The booster was tested at a cold motor conditioning target of 4.4 degrees Celsius - the colder end of its accepted propellant temperature range.
When ignited, temperatures inside the booster reached over 3,300 degrees Celsius, NASA said.
The two-minute, full-duration ground qualification test provided NASA with critical data on 82 qualification objectives that will support certification of the booster for flight.
Engineers now will evaluate these data, captured by more than 530 instrumentation channels on the booster.
When completed, two five-segment boosters and four RS-25 main engines will power SLS on deep space missions. The solid rocket boosters, built by NASA contractor Orbital ATK, operate in parallel with SLS's main engines for the first two minutes of flight.

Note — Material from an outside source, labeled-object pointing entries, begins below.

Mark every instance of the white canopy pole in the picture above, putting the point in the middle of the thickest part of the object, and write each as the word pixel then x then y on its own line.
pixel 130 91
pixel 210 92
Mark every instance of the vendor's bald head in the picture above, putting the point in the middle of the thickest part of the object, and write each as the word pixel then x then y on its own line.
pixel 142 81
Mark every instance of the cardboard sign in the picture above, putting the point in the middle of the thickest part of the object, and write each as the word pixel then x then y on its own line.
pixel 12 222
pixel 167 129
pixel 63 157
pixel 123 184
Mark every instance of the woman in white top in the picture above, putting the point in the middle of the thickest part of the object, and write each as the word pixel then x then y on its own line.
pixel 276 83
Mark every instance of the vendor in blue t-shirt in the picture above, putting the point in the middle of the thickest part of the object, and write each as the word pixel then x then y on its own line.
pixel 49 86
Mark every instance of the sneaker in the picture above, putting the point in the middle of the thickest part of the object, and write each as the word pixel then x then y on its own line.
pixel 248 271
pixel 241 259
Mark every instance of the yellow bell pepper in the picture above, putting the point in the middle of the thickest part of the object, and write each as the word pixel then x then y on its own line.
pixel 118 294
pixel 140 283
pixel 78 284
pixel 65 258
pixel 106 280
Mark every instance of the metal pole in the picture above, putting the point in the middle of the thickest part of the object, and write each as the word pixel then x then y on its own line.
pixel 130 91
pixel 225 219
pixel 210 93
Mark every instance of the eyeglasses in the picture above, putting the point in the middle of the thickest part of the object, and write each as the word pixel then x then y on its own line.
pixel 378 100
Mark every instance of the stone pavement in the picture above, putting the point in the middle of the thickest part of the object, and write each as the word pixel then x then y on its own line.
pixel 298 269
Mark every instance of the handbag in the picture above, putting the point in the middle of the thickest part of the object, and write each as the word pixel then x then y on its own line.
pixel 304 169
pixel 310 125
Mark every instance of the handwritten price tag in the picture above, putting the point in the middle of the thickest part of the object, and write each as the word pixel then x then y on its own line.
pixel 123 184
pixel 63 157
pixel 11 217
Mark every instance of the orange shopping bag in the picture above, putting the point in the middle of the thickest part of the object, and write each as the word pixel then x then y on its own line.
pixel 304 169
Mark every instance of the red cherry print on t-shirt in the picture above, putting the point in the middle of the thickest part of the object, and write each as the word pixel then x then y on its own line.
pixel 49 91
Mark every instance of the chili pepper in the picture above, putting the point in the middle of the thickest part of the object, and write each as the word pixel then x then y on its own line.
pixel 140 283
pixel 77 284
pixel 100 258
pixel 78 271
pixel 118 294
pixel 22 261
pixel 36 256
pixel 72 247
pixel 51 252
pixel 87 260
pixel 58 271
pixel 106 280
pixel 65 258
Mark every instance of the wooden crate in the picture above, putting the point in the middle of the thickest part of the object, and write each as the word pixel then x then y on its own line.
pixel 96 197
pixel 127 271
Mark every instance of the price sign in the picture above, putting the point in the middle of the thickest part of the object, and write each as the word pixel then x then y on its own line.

They will provide more than 75 per cent of the thrust needed for the rocket and Orion spacecraft to escape Earth's gravitational pull.

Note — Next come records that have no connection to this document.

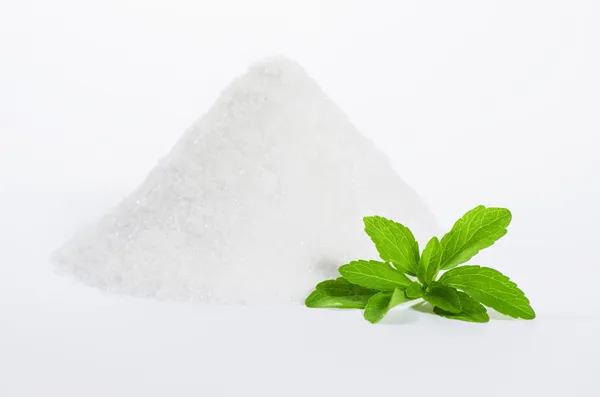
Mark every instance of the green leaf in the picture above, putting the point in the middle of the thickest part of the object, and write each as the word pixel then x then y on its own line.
pixel 444 297
pixel 381 303
pixel 339 294
pixel 414 290
pixel 491 288
pixel 476 230
pixel 429 265
pixel 395 243
pixel 373 274
pixel 472 310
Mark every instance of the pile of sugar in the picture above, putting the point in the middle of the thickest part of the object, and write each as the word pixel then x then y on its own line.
pixel 259 200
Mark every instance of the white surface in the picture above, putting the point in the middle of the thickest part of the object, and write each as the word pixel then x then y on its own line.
pixel 259 200
pixel 491 102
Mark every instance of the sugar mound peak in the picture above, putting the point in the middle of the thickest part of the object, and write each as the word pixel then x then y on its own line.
pixel 259 200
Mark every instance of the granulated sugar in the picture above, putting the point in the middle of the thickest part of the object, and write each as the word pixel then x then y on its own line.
pixel 258 201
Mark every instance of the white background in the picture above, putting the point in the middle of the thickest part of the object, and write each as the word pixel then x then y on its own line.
pixel 475 102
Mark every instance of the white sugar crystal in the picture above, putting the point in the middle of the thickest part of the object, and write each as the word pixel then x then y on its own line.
pixel 260 199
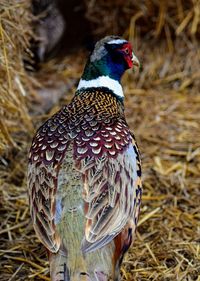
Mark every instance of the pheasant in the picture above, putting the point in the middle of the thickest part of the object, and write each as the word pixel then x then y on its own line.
pixel 84 173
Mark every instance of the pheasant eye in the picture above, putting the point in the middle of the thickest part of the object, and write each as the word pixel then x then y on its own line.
pixel 126 51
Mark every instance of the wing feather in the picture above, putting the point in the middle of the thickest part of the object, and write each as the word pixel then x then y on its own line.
pixel 111 191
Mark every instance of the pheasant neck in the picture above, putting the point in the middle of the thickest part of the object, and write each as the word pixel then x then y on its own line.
pixel 103 81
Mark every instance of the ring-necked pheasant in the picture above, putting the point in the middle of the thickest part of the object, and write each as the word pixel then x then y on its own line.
pixel 84 173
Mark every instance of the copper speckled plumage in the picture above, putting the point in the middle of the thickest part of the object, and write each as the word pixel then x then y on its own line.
pixel 84 180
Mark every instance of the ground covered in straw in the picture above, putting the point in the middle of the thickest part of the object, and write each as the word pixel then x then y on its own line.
pixel 163 110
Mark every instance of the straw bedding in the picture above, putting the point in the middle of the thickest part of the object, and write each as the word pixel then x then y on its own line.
pixel 162 108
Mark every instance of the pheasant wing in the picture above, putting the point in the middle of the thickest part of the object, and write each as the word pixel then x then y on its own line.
pixel 112 191
pixel 46 154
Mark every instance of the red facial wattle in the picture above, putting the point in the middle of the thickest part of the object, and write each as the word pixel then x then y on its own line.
pixel 128 54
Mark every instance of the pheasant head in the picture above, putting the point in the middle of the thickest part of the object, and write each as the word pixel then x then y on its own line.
pixel 110 58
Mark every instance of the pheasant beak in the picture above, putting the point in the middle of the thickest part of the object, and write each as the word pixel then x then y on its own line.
pixel 135 60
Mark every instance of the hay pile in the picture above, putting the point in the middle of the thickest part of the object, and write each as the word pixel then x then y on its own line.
pixel 162 108
pixel 15 34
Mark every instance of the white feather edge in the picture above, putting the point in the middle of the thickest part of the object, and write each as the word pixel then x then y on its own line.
pixel 102 81
pixel 117 41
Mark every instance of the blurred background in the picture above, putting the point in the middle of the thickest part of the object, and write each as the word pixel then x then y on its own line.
pixel 43 48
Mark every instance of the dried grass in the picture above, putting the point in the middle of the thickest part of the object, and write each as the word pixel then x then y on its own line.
pixel 163 109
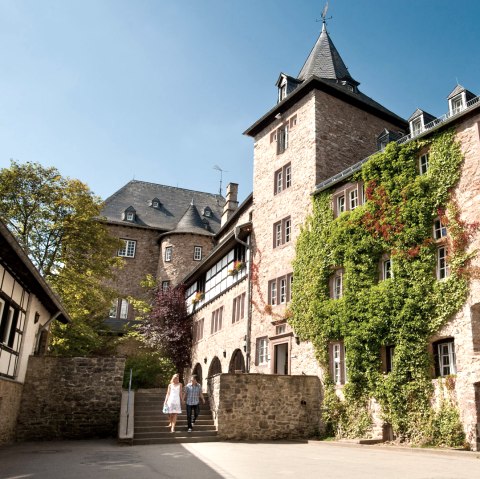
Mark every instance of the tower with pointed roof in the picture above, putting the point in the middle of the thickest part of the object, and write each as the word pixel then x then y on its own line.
pixel 321 124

"SLS hardware is currently in production for every part of the rocket. We're on track to launch SLS on its first flight test with Orion and pave the way for a human presence in deep space," said John Honeycutt, SLS Programme manager at NASA.

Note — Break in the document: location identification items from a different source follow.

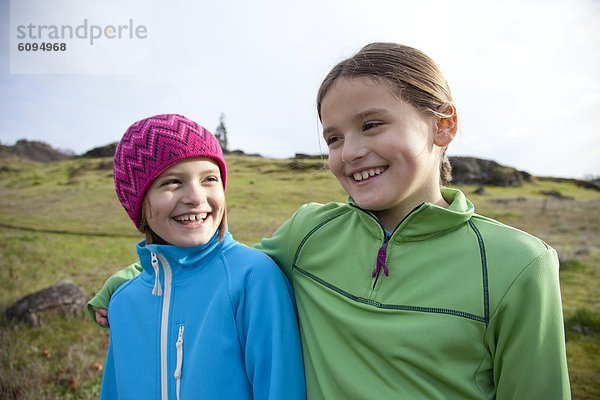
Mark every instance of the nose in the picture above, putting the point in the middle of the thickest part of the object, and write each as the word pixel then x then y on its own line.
pixel 353 148
pixel 194 194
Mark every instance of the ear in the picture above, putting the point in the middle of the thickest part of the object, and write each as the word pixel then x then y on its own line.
pixel 446 128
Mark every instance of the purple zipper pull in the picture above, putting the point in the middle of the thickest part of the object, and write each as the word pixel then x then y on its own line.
pixel 381 255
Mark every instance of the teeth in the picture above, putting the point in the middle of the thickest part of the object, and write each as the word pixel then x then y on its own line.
pixel 359 176
pixel 191 217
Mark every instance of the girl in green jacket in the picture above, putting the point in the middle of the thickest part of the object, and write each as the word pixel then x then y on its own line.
pixel 404 291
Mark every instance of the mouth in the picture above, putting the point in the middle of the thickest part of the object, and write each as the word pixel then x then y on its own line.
pixel 367 174
pixel 191 219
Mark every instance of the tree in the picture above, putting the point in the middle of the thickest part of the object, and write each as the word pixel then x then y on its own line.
pixel 221 133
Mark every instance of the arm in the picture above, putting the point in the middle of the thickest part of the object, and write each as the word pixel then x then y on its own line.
pixel 101 299
pixel 528 339
pixel 268 330
pixel 109 378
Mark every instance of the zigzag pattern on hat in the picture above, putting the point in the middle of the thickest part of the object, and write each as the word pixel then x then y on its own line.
pixel 150 146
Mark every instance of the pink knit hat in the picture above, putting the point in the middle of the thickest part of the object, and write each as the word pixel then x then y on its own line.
pixel 152 145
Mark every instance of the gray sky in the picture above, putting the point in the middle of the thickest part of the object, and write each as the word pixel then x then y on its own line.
pixel 524 74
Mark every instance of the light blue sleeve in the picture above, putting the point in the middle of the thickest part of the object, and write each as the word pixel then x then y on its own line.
pixel 108 390
pixel 268 331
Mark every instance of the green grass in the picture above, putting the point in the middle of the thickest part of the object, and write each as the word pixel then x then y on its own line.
pixel 75 229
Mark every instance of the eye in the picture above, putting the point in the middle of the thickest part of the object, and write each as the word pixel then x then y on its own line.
pixel 211 178
pixel 169 182
pixel 371 124
pixel 331 139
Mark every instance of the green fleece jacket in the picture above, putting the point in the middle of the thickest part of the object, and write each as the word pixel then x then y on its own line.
pixel 452 306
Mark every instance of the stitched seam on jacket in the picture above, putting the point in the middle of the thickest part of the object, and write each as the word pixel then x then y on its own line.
pixel 390 306
pixel 486 294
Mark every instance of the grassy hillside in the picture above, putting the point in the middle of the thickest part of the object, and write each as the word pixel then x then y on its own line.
pixel 72 227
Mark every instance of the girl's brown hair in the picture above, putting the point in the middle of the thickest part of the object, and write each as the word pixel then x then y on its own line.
pixel 414 76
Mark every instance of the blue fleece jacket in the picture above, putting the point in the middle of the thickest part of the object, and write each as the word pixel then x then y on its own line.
pixel 210 322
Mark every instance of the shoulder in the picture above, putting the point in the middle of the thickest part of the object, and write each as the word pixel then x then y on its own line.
pixel 509 251
pixel 126 290
pixel 497 235
pixel 311 215
pixel 243 261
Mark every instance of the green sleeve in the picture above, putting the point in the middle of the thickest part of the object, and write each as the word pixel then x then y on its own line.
pixel 280 246
pixel 101 299
pixel 526 335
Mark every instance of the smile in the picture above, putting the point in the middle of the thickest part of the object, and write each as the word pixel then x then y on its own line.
pixel 367 173
pixel 191 218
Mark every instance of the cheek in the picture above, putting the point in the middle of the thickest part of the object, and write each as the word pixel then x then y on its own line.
pixel 334 162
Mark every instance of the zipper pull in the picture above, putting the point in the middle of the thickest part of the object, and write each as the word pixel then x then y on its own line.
pixel 157 289
pixel 380 263
pixel 177 374
pixel 179 347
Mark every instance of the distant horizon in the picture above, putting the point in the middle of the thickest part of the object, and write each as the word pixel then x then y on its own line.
pixel 523 73
pixel 69 152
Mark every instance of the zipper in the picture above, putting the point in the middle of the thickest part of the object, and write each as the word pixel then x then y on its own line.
pixel 381 260
pixel 156 290
pixel 179 347
pixel 164 325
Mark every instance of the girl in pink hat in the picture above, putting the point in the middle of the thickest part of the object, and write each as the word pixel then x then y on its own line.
pixel 207 317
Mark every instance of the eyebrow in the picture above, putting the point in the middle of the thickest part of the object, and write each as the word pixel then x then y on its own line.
pixel 361 116
pixel 178 173
pixel 373 111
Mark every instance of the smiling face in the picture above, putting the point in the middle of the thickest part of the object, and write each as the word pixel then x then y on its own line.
pixel 186 203
pixel 385 153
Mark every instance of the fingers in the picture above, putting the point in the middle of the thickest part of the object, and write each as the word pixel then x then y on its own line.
pixel 102 316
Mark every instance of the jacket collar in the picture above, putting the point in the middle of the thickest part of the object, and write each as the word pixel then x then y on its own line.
pixel 427 219
pixel 182 260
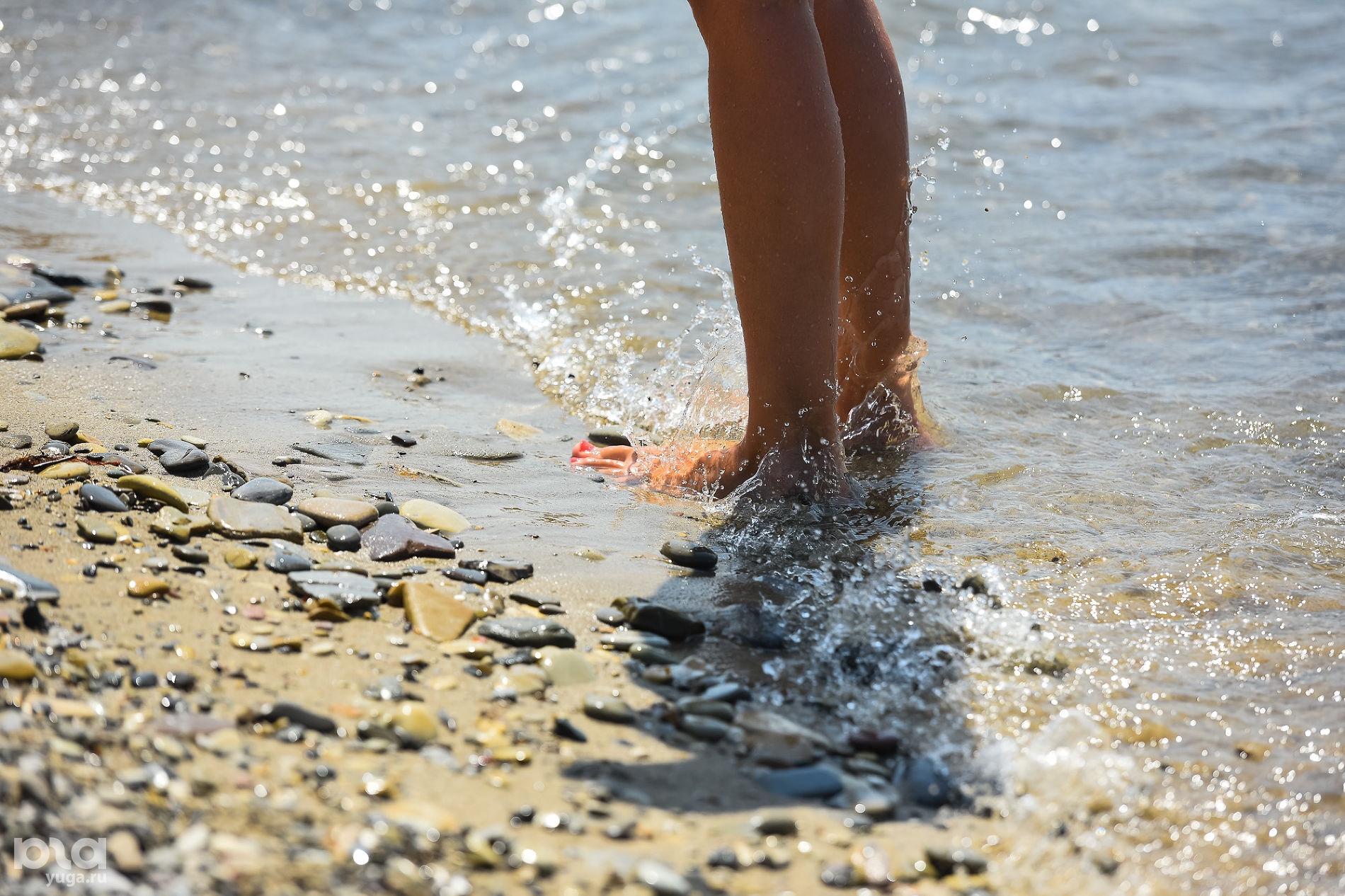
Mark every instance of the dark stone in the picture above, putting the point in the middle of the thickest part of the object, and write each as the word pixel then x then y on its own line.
pixel 287 560
pixel 296 715
pixel 690 555
pixel 526 633
pixel 928 783
pixel 810 782
pixel 608 436
pixel 263 490
pixel 190 555
pixel 662 621
pixel 354 594
pixel 343 452
pixel 343 539
pixel 396 537
pixel 472 576
pixel 502 570
pixel 101 500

The first full-scale booster qualification ground test was successfully completed in March last year and demonstrated acceptable performance of the booster design at 32 degrees Celsius - the highest end of the booster's accepted propellant temperature range.
Testing at the thermal extremes experienced by the booster on the launch pad is important to understand the effect of temperature on how the propellant burns.
The initial SLS configuration will have a minimum 77-tonne lift capability.
The next planned upgrade of SLS will use a powerful exploration upper stage for more ambitious missions, with a 115-tonne lift capacity.